Todo lo he hecho en la creencia de que era bueno para mi país. He cometido errores durante el camino, pero no crímenes contra mi pueblo. Y, por esos errores, estoy dispuesto a aceptar cualquier responsabilidad política.
3 de enero de 1991
De ustedes, respetuosamente,
Stoyo Petkanov
Como muchos de sus coetáneos, Peter Solinsky había crecido dentro del Partido. Fue de niño pionero rojo, se afilió a las Juventudes Socialistas después, y finalmente fue miembro de pleno derecho del Partido, cuyo carnet recibió poco antes de que su padre fuera víctima de una de las habituales purgas de Petkanov y se viera obligado a exiliarse. Hubo al principio amargas palabras entre padre e hijo, puesto que Peter, con toda la autoridad de la juventud, sabía que el Partido estaba siempre por encima del individuo y que esto era aplicable al caso de su padre como al de cualquier otro. El propio Peter había estado durante algún tiempo bajo sospecha; y tenía que reconocer que, en aquellos días de negros nubarrones, su matrimonio con la hija de un héroe de la lucha antifascista le brindó cierta protección. Poco a poco había recuperado el favor del Partido; y en una ocasión incluso le enviaron a Turín formando parte de una misión comercial; hasta le facilitaron cierta cantidad de divisas, diciéndole expresamente que las gastara, lo cual le había hecho sentirse privilegiado. Como es de suponer, no permitieron que Maria le acompañara en aquel viaje.

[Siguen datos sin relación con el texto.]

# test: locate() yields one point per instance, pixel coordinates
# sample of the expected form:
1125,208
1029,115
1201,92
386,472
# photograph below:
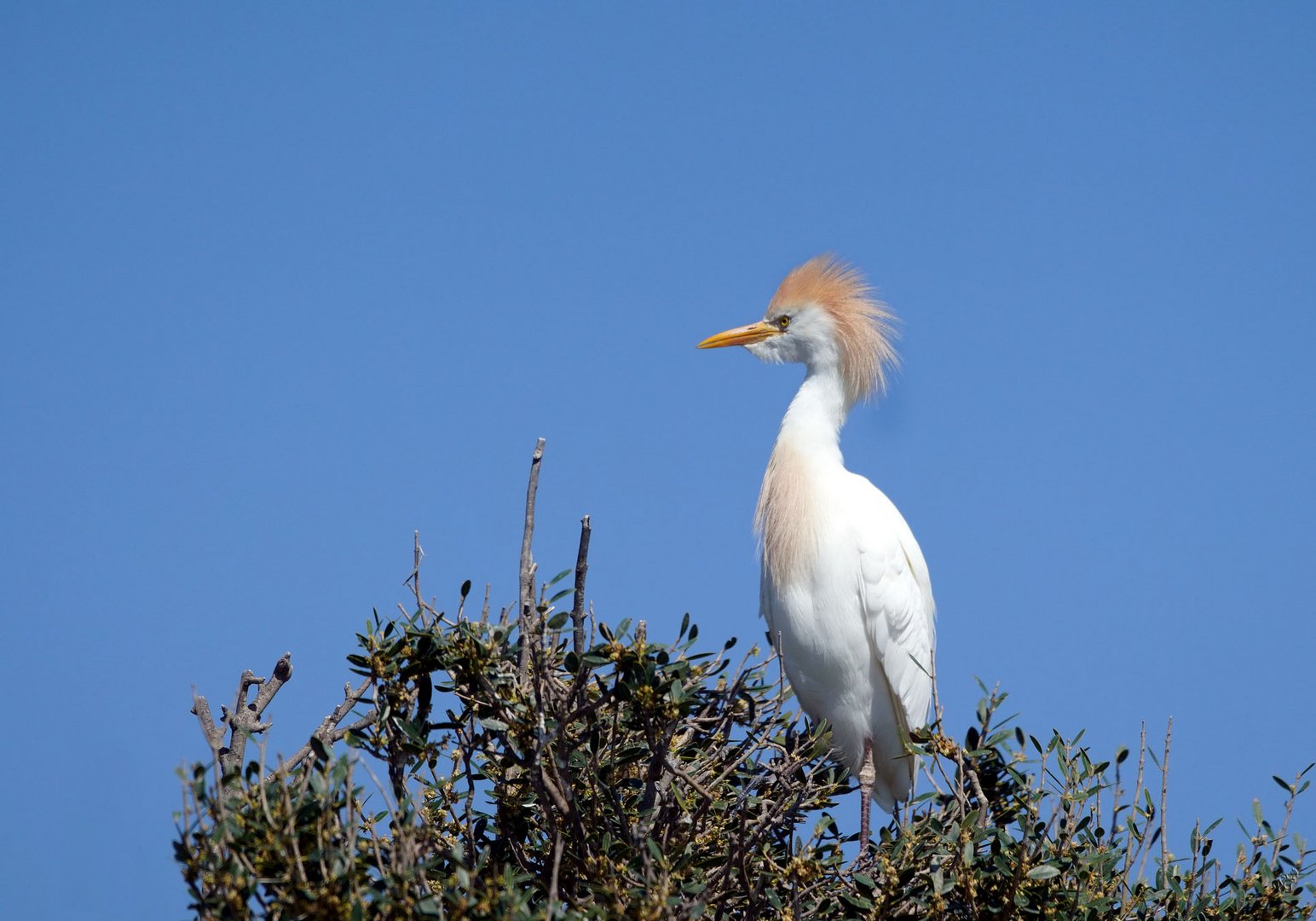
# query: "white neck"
812,423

Frisaba en los cuarenta cuando le nombraron profesor de Derecho en la segunda universidad de la capital. Su apartamento en el bloque 307 del polígono de la Amistad les había parecido entonces lujoso. Tenían un coche pequeño y una casita en los bosques de Ostova; y acceso limitado, pero regular, a las tiendas especiales. Angelina, su hija, era una chica alegre, mimada, y feliz de que la mimaran. ¿Qué le hizo considerar insatisfactorio ese estilo de vida? ¿Qué era lo que le había llevado a convertirse -como le calificaba Verdad aquella misma mañana- en un parricida político?